Several hundred activists took buses from the Twin Cities area to protest outside the Duluth Entertainment Convention Center, hoisting “Stop the Bombs” signs and wearing pro-Palestinian T-shirts. Inside the convention hall, like-minded delegates pushed to have the party’s platform include a call to halt U.S. military aid to Israel and to support a permanent cease-fire in the war in Gaza.
DFL Party Chair Ken Martin said that while Democrats don’t expect unanimity on every issue, they must be united this year to defeat Republicans and their presumptive presidential nominee Donald Trump.
He described the November election as a “battle for the soul of our nation.”
“We have no right to gamble with our democracy and risk the safety and well-being of so many,” Martin said. “Our party and movement needs to approach this election united and ready to win. It is the height of privilege ... to try and lose an election to prove a point.”
With President Joe Biden struggling in the polls, some Democrats worry about his ability to pull together the same coalition that helped defeat Trump four years ago. While Biden won Minnesota by more than 7 percentage points in 2020, he eked out a narrow win in Wisconsin and flipped Michigan by about 154,000 votes. Both are considered battleground states.

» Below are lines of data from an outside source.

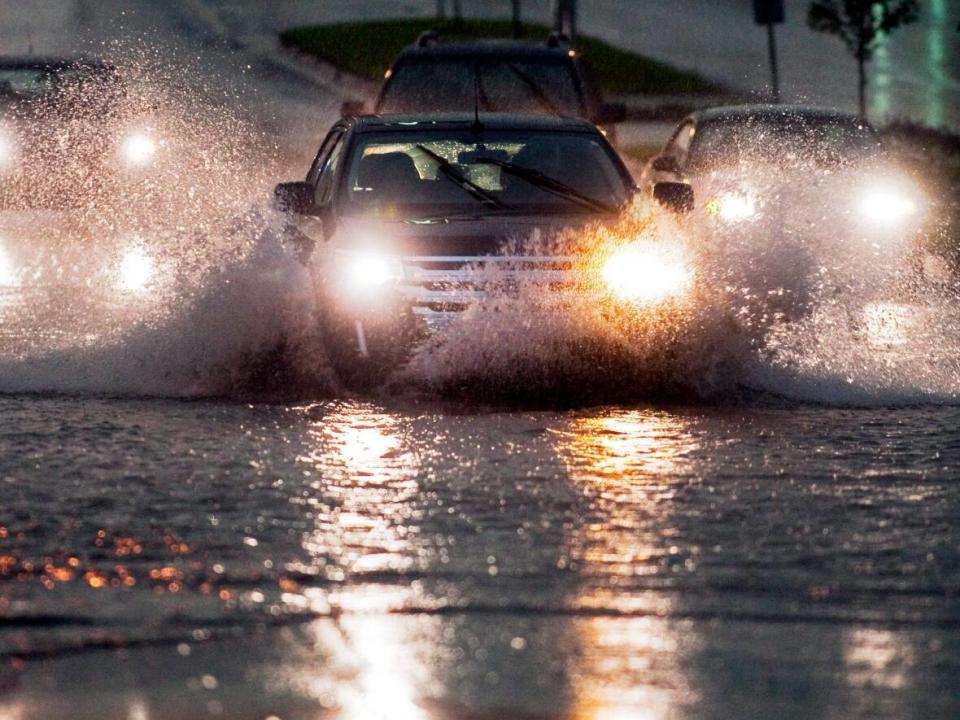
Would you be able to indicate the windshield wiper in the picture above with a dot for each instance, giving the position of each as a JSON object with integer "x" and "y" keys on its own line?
{"x": 535, "y": 89}
{"x": 550, "y": 185}
{"x": 459, "y": 179}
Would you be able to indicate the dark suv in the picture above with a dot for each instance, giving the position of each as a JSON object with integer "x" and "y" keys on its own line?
{"x": 498, "y": 76}
{"x": 408, "y": 219}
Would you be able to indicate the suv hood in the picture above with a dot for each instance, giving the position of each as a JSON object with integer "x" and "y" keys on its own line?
{"x": 465, "y": 236}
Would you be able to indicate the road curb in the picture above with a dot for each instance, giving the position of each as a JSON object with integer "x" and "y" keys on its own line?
{"x": 270, "y": 51}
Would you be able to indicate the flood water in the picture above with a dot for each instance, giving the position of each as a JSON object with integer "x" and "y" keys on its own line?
{"x": 723, "y": 532}
{"x": 353, "y": 559}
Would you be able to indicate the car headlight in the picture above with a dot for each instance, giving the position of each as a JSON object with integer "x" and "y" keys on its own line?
{"x": 645, "y": 272}
{"x": 733, "y": 206}
{"x": 135, "y": 271}
{"x": 364, "y": 271}
{"x": 887, "y": 206}
{"x": 137, "y": 148}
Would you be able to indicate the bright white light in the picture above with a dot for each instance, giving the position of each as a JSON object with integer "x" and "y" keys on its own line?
{"x": 885, "y": 207}
{"x": 8, "y": 273}
{"x": 138, "y": 148}
{"x": 733, "y": 206}
{"x": 647, "y": 272}
{"x": 371, "y": 270}
{"x": 136, "y": 270}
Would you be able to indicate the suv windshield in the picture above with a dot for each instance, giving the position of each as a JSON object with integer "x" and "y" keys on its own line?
{"x": 789, "y": 139}
{"x": 40, "y": 82}
{"x": 413, "y": 175}
{"x": 505, "y": 85}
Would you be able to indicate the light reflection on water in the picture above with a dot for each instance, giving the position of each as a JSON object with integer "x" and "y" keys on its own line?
{"x": 556, "y": 565}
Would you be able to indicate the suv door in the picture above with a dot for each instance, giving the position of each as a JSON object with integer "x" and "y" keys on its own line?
{"x": 322, "y": 175}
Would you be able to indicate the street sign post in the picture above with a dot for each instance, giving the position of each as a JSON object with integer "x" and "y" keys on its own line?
{"x": 770, "y": 13}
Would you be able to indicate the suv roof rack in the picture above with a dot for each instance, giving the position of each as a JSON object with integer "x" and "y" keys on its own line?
{"x": 428, "y": 38}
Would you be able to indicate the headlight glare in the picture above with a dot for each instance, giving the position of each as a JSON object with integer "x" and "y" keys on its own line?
{"x": 884, "y": 207}
{"x": 138, "y": 148}
{"x": 368, "y": 270}
{"x": 733, "y": 206}
{"x": 647, "y": 272}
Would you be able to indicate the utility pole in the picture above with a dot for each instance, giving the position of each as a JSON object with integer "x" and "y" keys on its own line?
{"x": 565, "y": 18}
{"x": 774, "y": 71}
{"x": 770, "y": 13}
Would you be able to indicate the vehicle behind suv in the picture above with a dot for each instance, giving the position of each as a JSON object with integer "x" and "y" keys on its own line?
{"x": 497, "y": 76}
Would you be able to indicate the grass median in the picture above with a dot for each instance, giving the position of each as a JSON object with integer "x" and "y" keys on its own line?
{"x": 367, "y": 49}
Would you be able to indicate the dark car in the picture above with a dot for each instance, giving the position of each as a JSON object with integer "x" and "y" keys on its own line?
{"x": 66, "y": 134}
{"x": 497, "y": 76}
{"x": 784, "y": 149}
{"x": 402, "y": 214}
{"x": 785, "y": 192}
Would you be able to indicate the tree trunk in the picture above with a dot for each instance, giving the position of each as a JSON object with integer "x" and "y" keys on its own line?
{"x": 862, "y": 85}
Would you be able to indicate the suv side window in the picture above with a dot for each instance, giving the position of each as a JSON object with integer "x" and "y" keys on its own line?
{"x": 328, "y": 172}
{"x": 679, "y": 145}
{"x": 320, "y": 161}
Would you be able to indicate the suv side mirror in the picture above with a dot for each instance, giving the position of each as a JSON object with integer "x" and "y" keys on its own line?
{"x": 610, "y": 114}
{"x": 676, "y": 197}
{"x": 295, "y": 197}
{"x": 349, "y": 108}
{"x": 665, "y": 163}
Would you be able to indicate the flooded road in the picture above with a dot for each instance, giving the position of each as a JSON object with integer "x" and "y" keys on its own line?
{"x": 356, "y": 560}
{"x": 785, "y": 544}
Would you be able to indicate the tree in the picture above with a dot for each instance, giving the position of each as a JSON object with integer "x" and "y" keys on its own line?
{"x": 862, "y": 25}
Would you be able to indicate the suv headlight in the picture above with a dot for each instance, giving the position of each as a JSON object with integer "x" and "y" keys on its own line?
{"x": 363, "y": 271}
{"x": 137, "y": 148}
{"x": 646, "y": 272}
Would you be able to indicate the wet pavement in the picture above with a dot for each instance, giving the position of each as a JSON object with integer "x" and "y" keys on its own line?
{"x": 406, "y": 556}
{"x": 352, "y": 559}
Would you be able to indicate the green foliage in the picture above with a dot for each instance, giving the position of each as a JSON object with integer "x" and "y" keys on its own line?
{"x": 861, "y": 24}
{"x": 366, "y": 49}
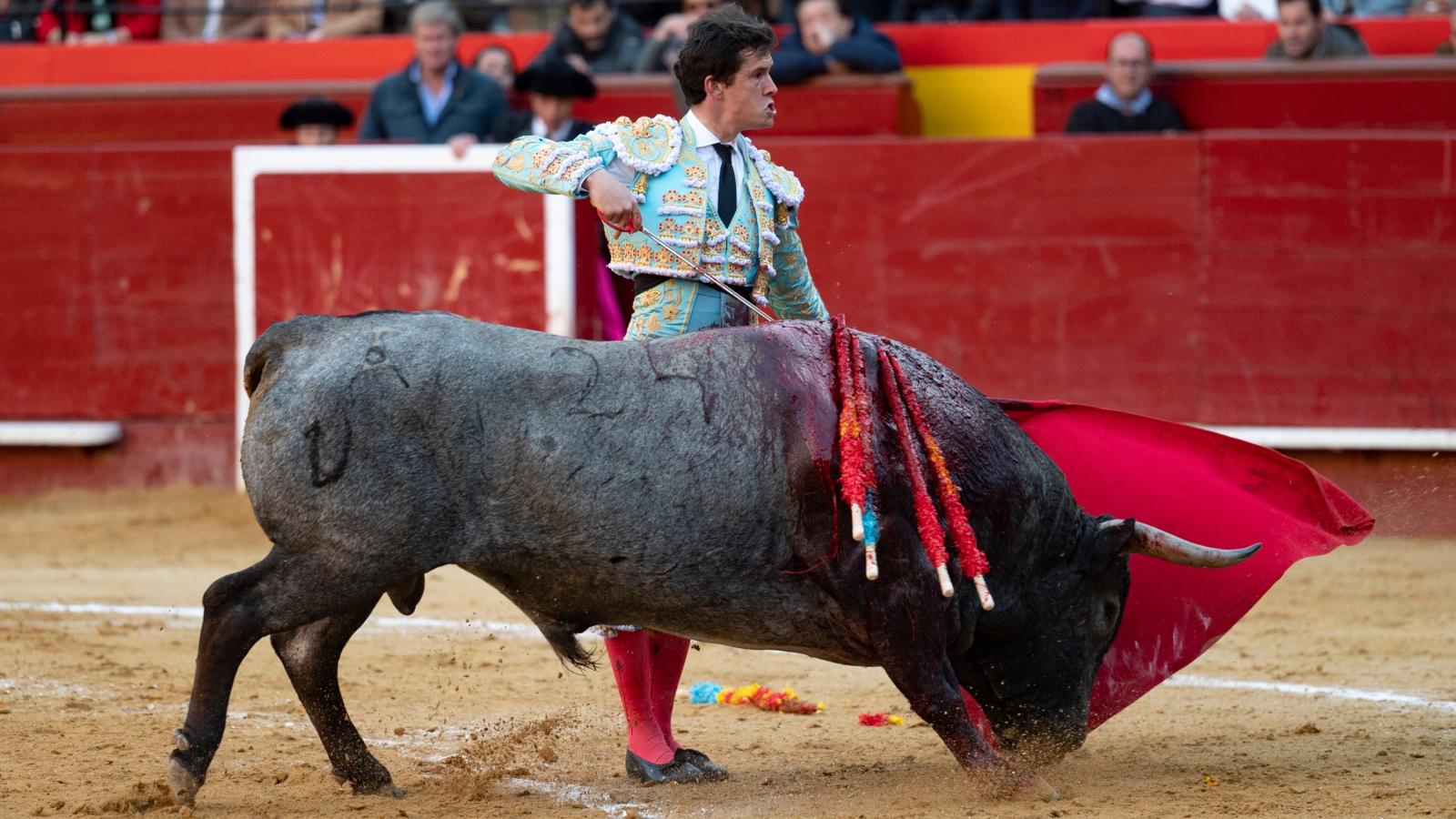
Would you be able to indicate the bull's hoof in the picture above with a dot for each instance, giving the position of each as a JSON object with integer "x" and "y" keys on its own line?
{"x": 379, "y": 789}
{"x": 672, "y": 771}
{"x": 375, "y": 783}
{"x": 713, "y": 771}
{"x": 182, "y": 782}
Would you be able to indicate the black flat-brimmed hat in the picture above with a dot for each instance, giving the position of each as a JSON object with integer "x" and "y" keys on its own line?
{"x": 315, "y": 111}
{"x": 555, "y": 77}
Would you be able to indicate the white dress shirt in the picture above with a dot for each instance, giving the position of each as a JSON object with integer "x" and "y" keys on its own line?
{"x": 705, "y": 140}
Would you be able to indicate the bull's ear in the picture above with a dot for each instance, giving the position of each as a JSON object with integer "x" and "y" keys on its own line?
{"x": 1110, "y": 538}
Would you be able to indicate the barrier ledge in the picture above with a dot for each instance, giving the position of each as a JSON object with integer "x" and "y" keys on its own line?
{"x": 1390, "y": 92}
{"x": 58, "y": 433}
{"x": 248, "y": 111}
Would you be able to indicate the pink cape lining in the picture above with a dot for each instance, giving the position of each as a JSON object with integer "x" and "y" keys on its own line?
{"x": 1203, "y": 487}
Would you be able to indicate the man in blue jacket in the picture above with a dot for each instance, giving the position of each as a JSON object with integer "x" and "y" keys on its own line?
{"x": 434, "y": 99}
{"x": 827, "y": 40}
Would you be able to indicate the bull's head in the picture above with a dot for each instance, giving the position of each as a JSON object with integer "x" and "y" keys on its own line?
{"x": 1034, "y": 659}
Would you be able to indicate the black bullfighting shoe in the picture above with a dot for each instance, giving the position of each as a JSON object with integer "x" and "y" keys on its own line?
{"x": 713, "y": 771}
{"x": 670, "y": 771}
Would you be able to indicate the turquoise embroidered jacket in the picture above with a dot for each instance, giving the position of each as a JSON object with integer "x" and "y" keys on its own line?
{"x": 759, "y": 249}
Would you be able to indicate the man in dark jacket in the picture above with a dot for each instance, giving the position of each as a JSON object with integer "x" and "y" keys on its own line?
{"x": 1305, "y": 35}
{"x": 552, "y": 87}
{"x": 436, "y": 99}
{"x": 1123, "y": 102}
{"x": 827, "y": 40}
{"x": 596, "y": 40}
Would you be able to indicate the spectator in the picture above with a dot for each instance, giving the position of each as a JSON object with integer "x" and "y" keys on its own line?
{"x": 1172, "y": 7}
{"x": 1050, "y": 9}
{"x": 210, "y": 21}
{"x": 322, "y": 19}
{"x": 18, "y": 19}
{"x": 660, "y": 53}
{"x": 827, "y": 41}
{"x": 943, "y": 11}
{"x": 552, "y": 87}
{"x": 1305, "y": 35}
{"x": 1123, "y": 102}
{"x": 315, "y": 121}
{"x": 1370, "y": 7}
{"x": 499, "y": 63}
{"x": 434, "y": 99}
{"x": 77, "y": 22}
{"x": 594, "y": 38}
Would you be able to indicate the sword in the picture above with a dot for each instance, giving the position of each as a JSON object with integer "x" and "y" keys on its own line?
{"x": 701, "y": 271}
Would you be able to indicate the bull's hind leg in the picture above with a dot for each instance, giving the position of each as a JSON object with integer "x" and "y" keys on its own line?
{"x": 310, "y": 654}
{"x": 278, "y": 593}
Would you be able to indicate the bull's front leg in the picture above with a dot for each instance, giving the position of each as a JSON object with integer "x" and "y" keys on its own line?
{"x": 310, "y": 654}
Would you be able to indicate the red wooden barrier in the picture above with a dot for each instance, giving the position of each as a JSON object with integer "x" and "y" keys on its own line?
{"x": 1228, "y": 278}
{"x": 953, "y": 44}
{"x": 1400, "y": 94}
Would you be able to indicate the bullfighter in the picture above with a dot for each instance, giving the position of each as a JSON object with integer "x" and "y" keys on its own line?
{"x": 705, "y": 189}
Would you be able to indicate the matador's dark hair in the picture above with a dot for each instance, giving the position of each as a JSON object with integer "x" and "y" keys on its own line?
{"x": 715, "y": 48}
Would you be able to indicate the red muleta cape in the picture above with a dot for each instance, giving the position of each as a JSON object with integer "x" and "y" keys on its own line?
{"x": 1200, "y": 486}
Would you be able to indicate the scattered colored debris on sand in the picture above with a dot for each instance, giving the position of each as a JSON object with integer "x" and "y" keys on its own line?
{"x": 763, "y": 698}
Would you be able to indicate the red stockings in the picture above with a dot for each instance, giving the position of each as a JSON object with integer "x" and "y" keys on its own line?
{"x": 648, "y": 666}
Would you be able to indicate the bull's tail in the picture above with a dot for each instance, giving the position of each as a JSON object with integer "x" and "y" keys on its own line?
{"x": 267, "y": 354}
{"x": 568, "y": 649}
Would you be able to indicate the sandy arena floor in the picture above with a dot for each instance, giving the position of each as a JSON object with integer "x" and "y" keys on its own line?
{"x": 477, "y": 719}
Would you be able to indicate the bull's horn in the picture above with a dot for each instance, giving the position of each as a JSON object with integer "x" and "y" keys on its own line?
{"x": 1155, "y": 542}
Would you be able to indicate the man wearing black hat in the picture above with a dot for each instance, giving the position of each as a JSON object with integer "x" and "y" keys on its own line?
{"x": 552, "y": 87}
{"x": 315, "y": 121}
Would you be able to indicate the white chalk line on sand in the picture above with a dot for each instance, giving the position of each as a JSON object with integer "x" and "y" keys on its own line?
{"x": 1334, "y": 693}
{"x": 523, "y": 630}
{"x": 196, "y": 612}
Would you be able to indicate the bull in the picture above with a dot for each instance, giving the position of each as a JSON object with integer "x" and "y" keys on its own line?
{"x": 568, "y": 474}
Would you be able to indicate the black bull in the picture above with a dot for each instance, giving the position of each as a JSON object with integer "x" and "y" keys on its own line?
{"x": 688, "y": 486}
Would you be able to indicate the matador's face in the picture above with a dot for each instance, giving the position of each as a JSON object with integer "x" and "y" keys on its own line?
{"x": 749, "y": 101}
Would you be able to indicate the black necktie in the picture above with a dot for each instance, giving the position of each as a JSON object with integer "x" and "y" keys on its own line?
{"x": 727, "y": 186}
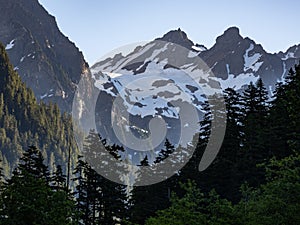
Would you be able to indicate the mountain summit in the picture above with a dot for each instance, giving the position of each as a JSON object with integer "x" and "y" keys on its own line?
{"x": 177, "y": 37}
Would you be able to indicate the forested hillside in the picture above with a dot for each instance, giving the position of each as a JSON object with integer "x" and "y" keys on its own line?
{"x": 255, "y": 178}
{"x": 24, "y": 122}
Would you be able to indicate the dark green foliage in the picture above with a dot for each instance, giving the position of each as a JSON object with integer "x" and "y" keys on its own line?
{"x": 24, "y": 122}
{"x": 29, "y": 199}
{"x": 99, "y": 200}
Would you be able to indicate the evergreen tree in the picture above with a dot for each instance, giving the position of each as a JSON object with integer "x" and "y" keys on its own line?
{"x": 28, "y": 197}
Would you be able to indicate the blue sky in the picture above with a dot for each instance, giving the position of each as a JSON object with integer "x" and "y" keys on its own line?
{"x": 97, "y": 27}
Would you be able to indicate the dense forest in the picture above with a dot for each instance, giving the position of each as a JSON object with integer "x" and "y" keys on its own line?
{"x": 255, "y": 178}
{"x": 25, "y": 122}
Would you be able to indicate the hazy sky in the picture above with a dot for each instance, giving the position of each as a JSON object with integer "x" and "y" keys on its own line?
{"x": 99, "y": 26}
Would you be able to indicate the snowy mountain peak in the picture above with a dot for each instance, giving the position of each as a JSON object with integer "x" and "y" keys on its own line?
{"x": 230, "y": 36}
{"x": 177, "y": 37}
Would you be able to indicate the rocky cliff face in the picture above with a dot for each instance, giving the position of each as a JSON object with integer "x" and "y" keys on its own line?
{"x": 47, "y": 61}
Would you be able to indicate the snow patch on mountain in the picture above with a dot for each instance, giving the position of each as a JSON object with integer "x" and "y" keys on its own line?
{"x": 154, "y": 92}
{"x": 10, "y": 45}
{"x": 252, "y": 62}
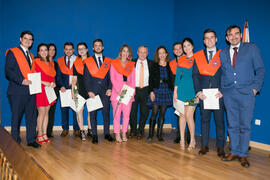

“The blue pill is becoming hard to swallow,” Nancy Beaulieu, a member of the Leech Lake Band of Ojibwe, said from the convention floor, referring to the Democrats’ defining color.
She said that because of Biden’s positions on the Israel-Hamas war, she couldn’t commit to voting for him this fall.
Biden and U.S. Sen. Amy Klobuchar, whom the party endorsed by acclamation Friday, will be at the top of Minnesota’s ballot this fall in an election that will also decide control of Congress and the state House.
House Speaker Melissa Hortman said the DFL trifecta of governor, House and Senate had the most productive two years since the Minnesota Miracle of 1971, which reformed public education funding. However, she told party activists Saturday that “[w]e need you to have our backs” as Republicans seek to flip four House seats and take control of the chamber.
“We are not done yet,” Hortman said. “We know all of this progress is threatened if Republicans take control of even one part of the state government.”
Speakers pleaded with activists to make phone calls, knock on doors and encourage their friends and relatives to vote for Democrats up and down the ballot this fall.
“We don’t agree on everything, but our values are aligned,” Gov. Tim Walz said from the convention floor. “This year we’re going to have to recognize that this is a grind-it-out, door-to-door.”
Delegates debated dozens of changes to the party’s platform, including proposals to condemn antisemitism and Islamophobia. Other measures called for a cease-fire in Gaza, immediate humanitarian aid to Palestinians living there and continued peace efforts.
Will and Sheena Schar traveled to Duluth from Bloomington, eager to send uncommitted delegates to the Democratic National Convention in August and debate the party’s platform. They said addressing the Gaza war now is “existential” for the party.
“If the party continues course, and Biden and the big mouthpieces of the party keep supporting Israel instead of speaking out against genocide, they’re going to lose a lot of the voters that came out in 2020, and I think Trump will win, which I don’t want to happen,” Sheena Schar said.
Lt. Gov. Peggy Flanagan repeated the message of unity while acknowledging the concerns among party activists over the war.
“We’re a big tent, y’all, and it can get real messy in here,” she said. “Some of you voted uncommitted in the primary, and that’s OK because we believe in democracy here. We can be ourselves and express our concerns and come together in a good way and move forward.”